Question

In Exercises \(1-4,\) find a first-degree polynomial function \(P_{1}\) whose value and slope agree with the value and slope of \(f\) at \(x=c .\) Use a graphing utility to graph \(f\) and \(P_{1} .\) What is \(P_{1}\) called? $$ f(x)=\frac{4}{\sqrt{x}}, \quad c=1 $$

Short answer

The first-degree polynomial function \(P_1(x)\) is \(P_1(x) = 4 - 2 * (x - 1) = 6 - 2x\). This function is called the tangent line or linear approximation to \(f(x)\) at \(x=c\).

Step-by-step solution

Find the Function Value at a Given Point

Substitute \(x=c\) into the function \(f (x) = \frac{4}{\sqrt{x}}\) to find \(f(c)\). This gives \(f(1) = \frac{4}{\sqrt{1}} = 4\).

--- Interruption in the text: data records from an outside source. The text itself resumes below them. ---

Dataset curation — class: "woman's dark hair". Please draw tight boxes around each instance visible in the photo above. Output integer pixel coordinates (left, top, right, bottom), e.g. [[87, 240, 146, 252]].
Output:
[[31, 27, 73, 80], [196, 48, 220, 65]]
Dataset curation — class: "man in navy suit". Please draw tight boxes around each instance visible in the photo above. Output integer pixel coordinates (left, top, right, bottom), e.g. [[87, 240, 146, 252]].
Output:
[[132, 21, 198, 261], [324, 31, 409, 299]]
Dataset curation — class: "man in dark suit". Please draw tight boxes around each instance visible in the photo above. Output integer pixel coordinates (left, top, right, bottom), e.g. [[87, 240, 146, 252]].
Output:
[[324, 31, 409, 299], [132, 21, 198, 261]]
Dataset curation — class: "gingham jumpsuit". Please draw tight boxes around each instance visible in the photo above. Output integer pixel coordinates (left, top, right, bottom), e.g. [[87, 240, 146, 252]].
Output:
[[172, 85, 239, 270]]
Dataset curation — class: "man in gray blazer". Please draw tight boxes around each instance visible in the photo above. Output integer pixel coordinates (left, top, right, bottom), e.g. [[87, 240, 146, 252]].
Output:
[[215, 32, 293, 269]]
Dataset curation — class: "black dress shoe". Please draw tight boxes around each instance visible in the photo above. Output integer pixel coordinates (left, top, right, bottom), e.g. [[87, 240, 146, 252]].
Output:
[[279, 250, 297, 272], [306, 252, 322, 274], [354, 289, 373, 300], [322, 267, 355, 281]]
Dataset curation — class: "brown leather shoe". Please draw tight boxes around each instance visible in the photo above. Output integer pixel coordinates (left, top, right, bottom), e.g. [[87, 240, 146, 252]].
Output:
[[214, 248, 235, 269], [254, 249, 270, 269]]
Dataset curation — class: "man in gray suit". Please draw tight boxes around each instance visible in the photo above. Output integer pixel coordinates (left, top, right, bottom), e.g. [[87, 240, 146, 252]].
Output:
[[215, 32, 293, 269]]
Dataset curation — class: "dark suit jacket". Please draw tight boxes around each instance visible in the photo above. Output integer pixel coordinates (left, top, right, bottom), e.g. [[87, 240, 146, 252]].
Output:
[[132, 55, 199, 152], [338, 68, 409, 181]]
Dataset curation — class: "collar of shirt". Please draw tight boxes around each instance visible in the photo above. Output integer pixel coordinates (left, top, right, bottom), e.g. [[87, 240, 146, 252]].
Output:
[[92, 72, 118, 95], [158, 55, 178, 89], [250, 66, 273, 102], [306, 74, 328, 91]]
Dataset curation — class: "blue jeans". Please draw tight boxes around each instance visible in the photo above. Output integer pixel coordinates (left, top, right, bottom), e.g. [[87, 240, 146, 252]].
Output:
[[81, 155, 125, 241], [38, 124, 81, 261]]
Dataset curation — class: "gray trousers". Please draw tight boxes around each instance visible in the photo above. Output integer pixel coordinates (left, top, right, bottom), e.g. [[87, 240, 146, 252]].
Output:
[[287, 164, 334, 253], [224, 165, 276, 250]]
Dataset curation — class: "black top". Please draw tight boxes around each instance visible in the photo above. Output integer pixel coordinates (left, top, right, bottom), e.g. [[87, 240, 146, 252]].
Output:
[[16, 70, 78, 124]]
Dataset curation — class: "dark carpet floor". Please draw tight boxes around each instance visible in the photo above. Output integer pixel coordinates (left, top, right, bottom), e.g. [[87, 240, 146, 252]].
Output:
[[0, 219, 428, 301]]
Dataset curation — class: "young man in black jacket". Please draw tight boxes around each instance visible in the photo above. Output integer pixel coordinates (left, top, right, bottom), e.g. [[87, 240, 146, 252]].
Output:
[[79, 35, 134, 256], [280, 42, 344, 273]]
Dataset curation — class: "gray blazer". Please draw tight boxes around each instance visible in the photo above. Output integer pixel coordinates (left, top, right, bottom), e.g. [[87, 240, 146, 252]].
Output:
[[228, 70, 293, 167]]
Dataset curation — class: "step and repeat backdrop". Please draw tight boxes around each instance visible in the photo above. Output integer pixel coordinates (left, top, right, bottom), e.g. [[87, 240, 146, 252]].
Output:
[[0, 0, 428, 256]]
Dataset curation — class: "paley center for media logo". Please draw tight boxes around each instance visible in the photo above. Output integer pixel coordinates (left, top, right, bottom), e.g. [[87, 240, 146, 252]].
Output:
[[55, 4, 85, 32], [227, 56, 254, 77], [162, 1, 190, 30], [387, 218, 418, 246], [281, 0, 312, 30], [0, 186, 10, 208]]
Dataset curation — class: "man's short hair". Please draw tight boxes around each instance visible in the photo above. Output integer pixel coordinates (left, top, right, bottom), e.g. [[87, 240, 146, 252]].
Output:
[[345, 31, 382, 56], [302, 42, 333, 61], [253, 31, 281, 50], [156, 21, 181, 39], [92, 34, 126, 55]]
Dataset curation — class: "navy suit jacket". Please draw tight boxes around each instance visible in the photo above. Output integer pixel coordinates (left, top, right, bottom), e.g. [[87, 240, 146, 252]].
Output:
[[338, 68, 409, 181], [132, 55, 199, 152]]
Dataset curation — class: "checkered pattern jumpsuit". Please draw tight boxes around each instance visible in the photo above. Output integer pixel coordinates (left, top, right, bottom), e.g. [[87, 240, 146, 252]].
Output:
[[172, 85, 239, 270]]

Find the Function's Derivative

To find the slope of the function at the point \(x=c\), derive the function. The derivative of \(f(x) = \frac{4}{\sqrt{x}}\) is \(f'(x) =\frac{-2}{x^{3/2}}\).

Find the Derivative Value at the Given Point

Substitute \(x=c\) into the derivative \(f'(x) =\frac{-2}{x^{3/2}}\) to find \(f'(c)\). This gives \(f'(1) = \frac{-2}{1^{3/2}} = -2\).

Define the First-Degree Polynomial

The first-degree polynomial function \(P_1\) that matches \(f\) in both value and slope at \(x=c\) is \(P_1 (x) = f(c) + f'(c) * (x-c)\). Substitute \(c=1, f(c) = 4\) and \(f'(c) = -2\) into the formula to find \(P_1 (x)\). This gives \(P_1(x) = 4 - 2 * (x - 1)\).